Michelle Akers had helped me get ready for camp. She was also from Washington, and she came out to UW and did drills with me after I got my camp invitation from April. When I arrived at camp, Michelle was my partner in fitness tests. I was honored and in awe of her. I knew that she suffered from chronic fatigue syndrome and that every physical activity was a challenge for her.
Julie Foudy was the team leader off the field. She would meet with the media; she was the team voice. The quietest veteran was Kristine Lilly. The other players were always trying to set her up on dates and give her a makeover—her hair was too big and bushy. The team’s most famous player, Mia Hamm, was also pretty quiet—that is, unless she wanted to get her point across. In one practice game, I was playing with Mia, and I ran out at the top of the box to punt the ball: it went straight up in the air. Mia stopped playing and looked at me. “Do you want me to fucking head the ball? Then you need to fucking learn how to drop-kick it.”
Oh God, I thought. Now Mia Hamm is yelling at me.

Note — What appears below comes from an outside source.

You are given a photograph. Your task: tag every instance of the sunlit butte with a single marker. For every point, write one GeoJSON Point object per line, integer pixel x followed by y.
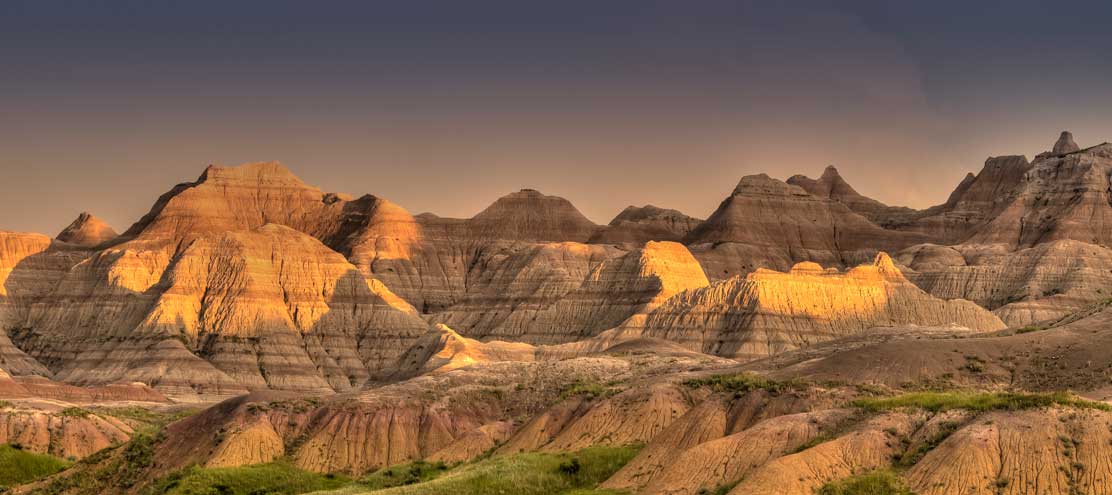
{"type": "Point", "coordinates": [443, 108]}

I stayed behind after practice that day to work on my drop-kick. If I was going to play at that level, I couldn’t rely every time on my booming punt—I needed to perfect a lower-trajectory dropkick.
The veterans clearly felt invincible. They were taking full advantage of the success they’d had the summer before. Around the time I joined the team, they had successfully negotiated a new contract from the U.S. Soccer Federation, putting them on equal footing with the men’s national team and gaining more control over things like their victory tour. They had just helped found a new league—the Women’s United Soccer Association—that was scheduled to debut in the spring of 2001. They had fought a lot of battles together. I was just a kid, an outsider, and was kept out of the inner circle. The veterans were making decisions for the group on things like the new league and our contract. They didn’t seem interested in the younger players’ opinions—they just told us what had been decided.
The enduring image of the team was of best friends who would have two fillings for each other, but I quickly learned that there were cliques and jealousies. For the younger players, it
felt like joining a sorority, as though we were going through some sort of initiation process. There was tension surrounding Michelle’s chronic-fatigue issues, which prevented her from practicing all the time. I figured she was a star and deserved accommodations: not every top-level athlete should be treated exactly the same.
I just wanted to compete. April had only a few months to figure out her goalkeeper situation. When I joined the team in Chula Vista, I was surprised to see that Briana Scurry—one of the heroines of the ’99 team—wasn’t in championship form. Her uniform was tight on her. She exhausted easily. She had gained significant weight and as a consequence was suffering from terrible shin splints.
In the aftermath of the World Cup, all the ’99 players were awash in new opportunities: they were shooting commercials, endorsing products, making appearances, basking in their new fame. Mia had written a book. Brandi was in a Nike commercial with basketball star Kevin Garnett. Bri made appearances. Everyone agreed that this was great exposure for women’s soccer, uncharted territory for women athletes. But Bri had relaxed a little too much. She had, by her own admission, gone home and celebrated. She was confident that she could get her form back quickly, but she couldn’t. Diving for balls, running sprints, doing fitness tests—I was kicking her ass. So were the other two relatively inexperienced goalkeepers, Siri Mullinix and Jen Branam. We were all outperforming the legendary Briana Scurry.
I was shocked. I didn’t understand how you could relax so close to the Olympics—risking missing out on one of the great opportunities in sport. “We have a problem in that we have four good goalkeepers,” April told reporters. “We have one with a wealth of experience and three with little experience. . . . Hope knows we don’t guarantee playing time. But, at the same time, I have confidence in her.”